Trisha F. Hue, Ph.D., M.P.H., from the University of California in San Francisco, and colleagues examined the correlation between postmenopausal breast cancer incidence and bisphosphonate use. Data were obtained from the Fracture Intervention Trial (FIT), involving 6,459 women who were randomized to alendronate or placebo, and the Health Outcomes and Reduced Incidence With Zoledronic Acid Once Yearly-Pivotal Fracture Trial (HORIZON-PFT), involving 7,765 women, randomized to annual intravenous zoledronic acid or placebo. In both studies, the authors examined the hazard ratio for incident breast cancer in the bisphosphonate group versus the placebo group.
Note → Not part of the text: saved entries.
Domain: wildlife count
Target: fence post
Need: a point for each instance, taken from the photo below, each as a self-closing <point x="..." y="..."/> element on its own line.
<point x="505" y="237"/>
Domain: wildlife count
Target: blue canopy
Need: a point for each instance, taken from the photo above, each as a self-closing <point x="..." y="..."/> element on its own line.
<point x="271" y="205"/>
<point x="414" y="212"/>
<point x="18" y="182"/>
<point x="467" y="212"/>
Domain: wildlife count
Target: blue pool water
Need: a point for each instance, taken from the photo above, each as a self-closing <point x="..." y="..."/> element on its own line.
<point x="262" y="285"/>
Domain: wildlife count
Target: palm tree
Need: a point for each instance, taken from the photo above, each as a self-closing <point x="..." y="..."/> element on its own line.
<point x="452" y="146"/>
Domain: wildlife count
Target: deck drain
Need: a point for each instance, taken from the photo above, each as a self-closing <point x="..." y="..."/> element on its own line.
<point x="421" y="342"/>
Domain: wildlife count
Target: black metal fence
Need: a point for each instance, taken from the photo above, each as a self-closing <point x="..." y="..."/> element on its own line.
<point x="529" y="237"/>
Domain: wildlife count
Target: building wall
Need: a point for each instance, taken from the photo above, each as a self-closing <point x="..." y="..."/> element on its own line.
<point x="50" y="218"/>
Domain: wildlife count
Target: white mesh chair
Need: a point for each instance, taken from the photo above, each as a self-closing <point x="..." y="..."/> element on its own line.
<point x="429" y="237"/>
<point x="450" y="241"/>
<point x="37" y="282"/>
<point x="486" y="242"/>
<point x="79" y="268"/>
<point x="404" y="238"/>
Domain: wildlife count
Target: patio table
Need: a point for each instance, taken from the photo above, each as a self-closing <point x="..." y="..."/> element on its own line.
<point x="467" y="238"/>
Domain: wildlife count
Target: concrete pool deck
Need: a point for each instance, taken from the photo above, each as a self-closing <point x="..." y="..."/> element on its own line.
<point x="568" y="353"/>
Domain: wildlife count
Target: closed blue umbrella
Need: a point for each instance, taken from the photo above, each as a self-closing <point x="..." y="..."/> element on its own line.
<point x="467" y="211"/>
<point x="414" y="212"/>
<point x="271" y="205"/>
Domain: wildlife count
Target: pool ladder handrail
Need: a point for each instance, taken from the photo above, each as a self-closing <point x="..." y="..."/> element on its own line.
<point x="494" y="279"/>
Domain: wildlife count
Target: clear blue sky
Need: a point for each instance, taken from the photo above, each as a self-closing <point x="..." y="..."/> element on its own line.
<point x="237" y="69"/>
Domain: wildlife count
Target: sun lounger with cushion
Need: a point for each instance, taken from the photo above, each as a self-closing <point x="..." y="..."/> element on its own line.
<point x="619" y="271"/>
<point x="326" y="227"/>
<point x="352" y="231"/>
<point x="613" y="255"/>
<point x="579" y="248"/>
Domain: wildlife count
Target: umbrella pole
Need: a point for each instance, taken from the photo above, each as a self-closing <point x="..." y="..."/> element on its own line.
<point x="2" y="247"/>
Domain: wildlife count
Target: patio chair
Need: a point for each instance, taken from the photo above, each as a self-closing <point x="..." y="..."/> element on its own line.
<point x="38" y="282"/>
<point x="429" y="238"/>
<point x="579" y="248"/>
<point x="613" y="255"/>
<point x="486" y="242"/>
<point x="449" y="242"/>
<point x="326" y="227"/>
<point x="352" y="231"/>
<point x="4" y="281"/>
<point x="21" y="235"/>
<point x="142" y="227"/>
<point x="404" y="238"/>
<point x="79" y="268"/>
The researchers observed no significant between-group difference in the rate of breast cancer in FIT (1.5 percent in placebo group versus 1.8 percent in alendronate group; hazard ratio [HR], 1.24; 95 percent confidence interval [CI], 0.84 to 1.83) or in HORIZON-PFT (0.8 percent in placebo group versus 0.9 percent in zoledronic acid group; HR, 1.15; 95 percent CI, 0.70 to 1.89). When the data from FIT and HORIZON-PFT were pooled, there was no significant between-group difference noted (HR, 1.20; 95 percent CI, 0.89 to 1.63).

"Contrary to the results from observational studies, we found that three to four years of bisphosphonate treatment did not decrease the risk of invasive postmenopausal breast cancer," the authors write.

One author disclosed financial ties to Merck Sharp & Dohme. FIT was funded by Merck and HORIZON-PFT was funded by Novartis.